Dom Calmet[1] rapporte encore deux faits de vampirisme en Pologne:
[Note 1: Même ouvrage, t. II, p. 72-73.]
«A Warsovie, un prêtre ayant commandé à un sellier de lui faire une bride pour son cheval, mourut auparavant que la bride fût faite; et comme il étoit de ceux que l'on nomme vampires en Pologne, il sortit de son tombeau habillé comme on a coutume d'inhumer les ecclésiastiques, prit son cheval à l'écurie, monta dessus, et fut à la vue de tout Warsovie à la boutique du sellier, où d'abord il ne trouva que la femme qui fut fort effrayée, et appela son mari, qui vint; et ce prêtre lui ayant demandé sa bride, il lui répondit: Mais vous êtes mort, M. le curé; à quoi il répondit: Je te vas faire voir que non, et en même tems le frappa de telle sorte que le pauvre sellier mourut quelques jours après et le prêtre retourna en son tombeau.»
«L'intendant du comte Simon Labienski, Staroste de Posnanie, étant mort, la comtesse douairière de Labienski voulut, par reconnaissance de ses services, qu'il fut inhumé dans le caveau des seigneurs de cette famille; ce qui fut exécuté.

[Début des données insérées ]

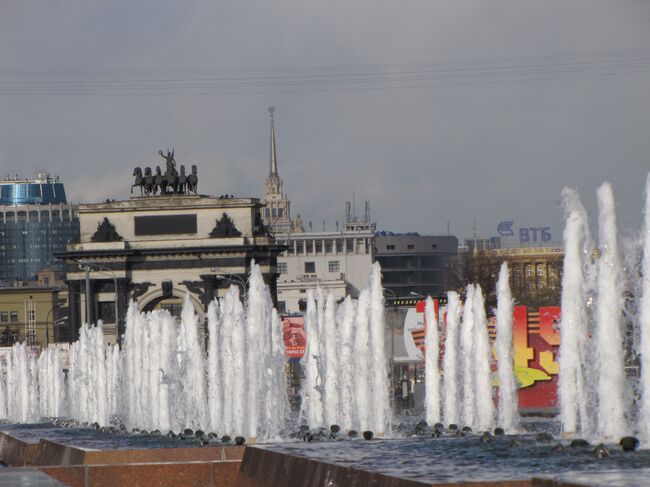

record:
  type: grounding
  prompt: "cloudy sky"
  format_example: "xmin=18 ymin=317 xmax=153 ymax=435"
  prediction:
xmin=0 ymin=0 xmax=650 ymax=244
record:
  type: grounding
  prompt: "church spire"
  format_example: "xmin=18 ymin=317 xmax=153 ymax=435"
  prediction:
xmin=269 ymin=107 xmax=278 ymax=176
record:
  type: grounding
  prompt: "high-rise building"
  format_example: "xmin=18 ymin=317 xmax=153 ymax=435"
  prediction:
xmin=375 ymin=232 xmax=458 ymax=298
xmin=0 ymin=173 xmax=79 ymax=285
xmin=263 ymin=107 xmax=303 ymax=234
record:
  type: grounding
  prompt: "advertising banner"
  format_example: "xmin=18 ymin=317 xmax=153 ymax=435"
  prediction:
xmin=394 ymin=301 xmax=561 ymax=412
xmin=282 ymin=316 xmax=307 ymax=360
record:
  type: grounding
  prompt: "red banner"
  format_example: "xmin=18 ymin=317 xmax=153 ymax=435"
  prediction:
xmin=282 ymin=316 xmax=307 ymax=359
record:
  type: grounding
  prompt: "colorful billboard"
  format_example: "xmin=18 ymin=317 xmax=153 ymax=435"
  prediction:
xmin=404 ymin=300 xmax=560 ymax=412
xmin=282 ymin=316 xmax=307 ymax=359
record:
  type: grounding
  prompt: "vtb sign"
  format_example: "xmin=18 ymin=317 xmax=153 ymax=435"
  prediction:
xmin=519 ymin=227 xmax=551 ymax=243
xmin=497 ymin=220 xmax=553 ymax=243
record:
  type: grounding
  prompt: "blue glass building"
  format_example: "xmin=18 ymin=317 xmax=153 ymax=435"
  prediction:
xmin=0 ymin=174 xmax=79 ymax=286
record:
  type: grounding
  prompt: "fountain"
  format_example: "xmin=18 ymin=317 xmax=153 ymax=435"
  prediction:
xmin=496 ymin=262 xmax=519 ymax=433
xmin=6 ymin=176 xmax=650 ymax=481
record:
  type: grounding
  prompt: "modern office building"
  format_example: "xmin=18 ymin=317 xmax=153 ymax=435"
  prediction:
xmin=0 ymin=173 xmax=79 ymax=286
xmin=375 ymin=232 xmax=458 ymax=298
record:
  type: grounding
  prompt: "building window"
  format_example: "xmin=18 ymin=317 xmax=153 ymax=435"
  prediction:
xmin=160 ymin=303 xmax=183 ymax=318
xmin=97 ymin=301 xmax=115 ymax=323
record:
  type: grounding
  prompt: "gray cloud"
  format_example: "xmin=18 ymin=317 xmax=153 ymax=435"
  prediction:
xmin=0 ymin=0 xmax=650 ymax=243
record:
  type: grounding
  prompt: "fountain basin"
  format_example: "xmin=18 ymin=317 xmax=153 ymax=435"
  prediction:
xmin=240 ymin=434 xmax=650 ymax=487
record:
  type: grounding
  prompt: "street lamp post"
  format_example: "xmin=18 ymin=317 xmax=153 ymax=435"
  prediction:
xmin=210 ymin=268 xmax=248 ymax=301
xmin=79 ymin=262 xmax=121 ymax=342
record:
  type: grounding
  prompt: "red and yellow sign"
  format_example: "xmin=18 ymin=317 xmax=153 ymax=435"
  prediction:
xmin=410 ymin=300 xmax=560 ymax=411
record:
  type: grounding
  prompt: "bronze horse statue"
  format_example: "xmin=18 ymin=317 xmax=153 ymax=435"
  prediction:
xmin=131 ymin=149 xmax=199 ymax=196
xmin=176 ymin=164 xmax=187 ymax=194
xmin=158 ymin=149 xmax=178 ymax=194
xmin=131 ymin=167 xmax=144 ymax=196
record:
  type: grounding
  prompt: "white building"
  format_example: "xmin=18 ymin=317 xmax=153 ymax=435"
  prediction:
xmin=276 ymin=223 xmax=375 ymax=313
xmin=262 ymin=108 xmax=375 ymax=313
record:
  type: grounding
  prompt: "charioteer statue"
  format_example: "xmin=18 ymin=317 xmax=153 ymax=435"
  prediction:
xmin=131 ymin=148 xmax=199 ymax=196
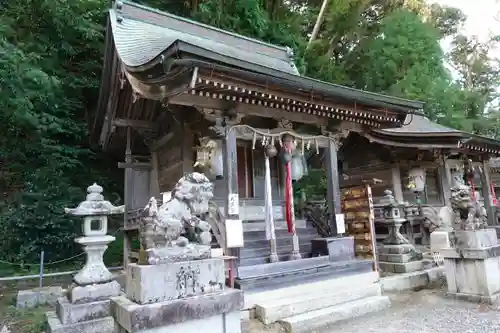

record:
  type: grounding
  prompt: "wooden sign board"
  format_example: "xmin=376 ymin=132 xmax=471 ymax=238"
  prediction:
xmin=341 ymin=184 xmax=377 ymax=270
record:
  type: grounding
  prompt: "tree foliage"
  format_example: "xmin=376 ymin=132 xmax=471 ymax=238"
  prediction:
xmin=0 ymin=0 xmax=500 ymax=261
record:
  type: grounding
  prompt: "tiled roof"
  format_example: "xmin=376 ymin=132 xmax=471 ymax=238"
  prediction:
xmin=110 ymin=1 xmax=298 ymax=74
xmin=377 ymin=114 xmax=463 ymax=135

Quelque tems après, le sacristain qui avoit soin du caveau s'aperçut qu'il y avoit du dérangement, et en avertit la comtesse, qui ordonna suivant l'usage reçu en Pologne qu'on lui coupât la tête, ce qui fut fait en présence de plusieurs personnes, et entre autres du sieur Jonvinski, officier polonois et gouverneur du jeune comte Simon Labienski, qui vit que lorsque le sacristain tira ce cadavre de sa tombe pour lui couper la tête, il grinça les dents, et le sang en sortit aussi fluide que d'une personne qui mourroit d'une mort violente, ce qui fit dresser les cheveux à tous les assistans, et l'on trempa un mouchoir blanc dans le sang de ce cadavre dont on fit boire à tous ceux de la maison pour n'être point tourmentés.»